• L3
  • Email :
  • Search :

4 Februari 2009

JAWA BARAT SELATAN









Kepada Yth.
Bapak Gubernur Jawa Barat
Bapak Bupati Cianjur


Dengan hormat.

Sebelum masuk ke maksud surat ini, pada bagian awal dilampirkan beberapa foto yang diharapkan dapat mewakili kondisi sebenarnya di daerah yang menjadi wewenang Bapak sebagai pejabat daerah. Sebuah daerah yang bentang alamnya eksotis dan berpotensi sebagai daerah baru tujuan wisata, selain memiliki keunggulan komparatif sebagai daerah yang kaya gula aren, kayu, dan pertanian. Bahkan bibir pantai dengan garis ombak memutih masih tampak disela-sela kebun cengkeh dari ketinggian kurang lebih 600 m dpl.

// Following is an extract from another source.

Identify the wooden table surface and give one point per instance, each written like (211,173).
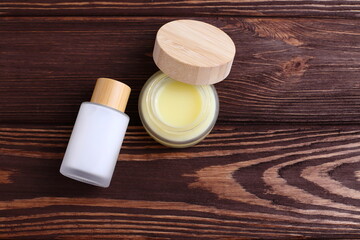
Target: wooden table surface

Di balik kemolekan alam itu perlu ditegaskan bahwa masyarakat di daerah Selatan Cianjur, biasa disebut Cianjur Kidul, sudah lama menderita karena tidak ada jalan yang dapat memperlancar arus barang yang berkaitan dengan pertumbuhan ekonomi dan pengentasan kemiskinan. Himbauan ini ditujukan khusus kepada Bupati Cianjur yang diterima dari warga setempat. Semua warga tanpa kecuali mengeluhkan kondisi jalan yang sulit dilewati karena hanya berbatu pecah yang sering menyebabkan ban kendaraan ikut pecah dan sebagian ruas yang lain hanya bertanah merah yang licin ketika gerimis. Kalau ban kendaraan sudah pecah sekali alamat akan terjadi pecah ban berkali-kali di sepanjang lebih kurang 50 km dari Cirendeu menuju Cisaranten, termasuk ruas yang menuju Sindang Barang.

Silakan Bapak bayangkan, murid-murid SD setiap hari harus berjalan kaki selama dua jam ke sekolahnya menyusuri jalan yang licin, rawan longsor dan berada di pinggir hutan. Sampai di sekolah mereka tidak langsung belajar tetapi membuka bekal dulu untuk sekadar sarapan nasi atau lontong dengan ikan asin. Ketika musim hujan seperti sekarang mereka tidak bisa belajar hingga selesai pada siang hari karena segera dipulangkan oleh gurunya agar tidak kemalaman atau terjebak di jalan sepi. Kehujanan di jalan berarti harus berteduh di gubuk-gubuk reyot di tepi jalan semalaman tanpa lampu teplok, apalagi listrik. Gelap. Hanya gulita yang menemani serta derat-derit gesekan dahan dan daun dihembus angin kalau tidak dijemput oleh orang tuanya sebab orang tuanya pun takut menjemput karena hujan. Guru pun pulang lebih awal naik motor yang juga berbahaya karena jalannya licin dan tebingnya rawan longsor. Padahal inilah satu-satunya jalan yang menghubungkan Cianjur Selatan dengan Kabupaten Bandung (Ciwidey). Tapi kenapa jalan itu tidak juga diperbaiki?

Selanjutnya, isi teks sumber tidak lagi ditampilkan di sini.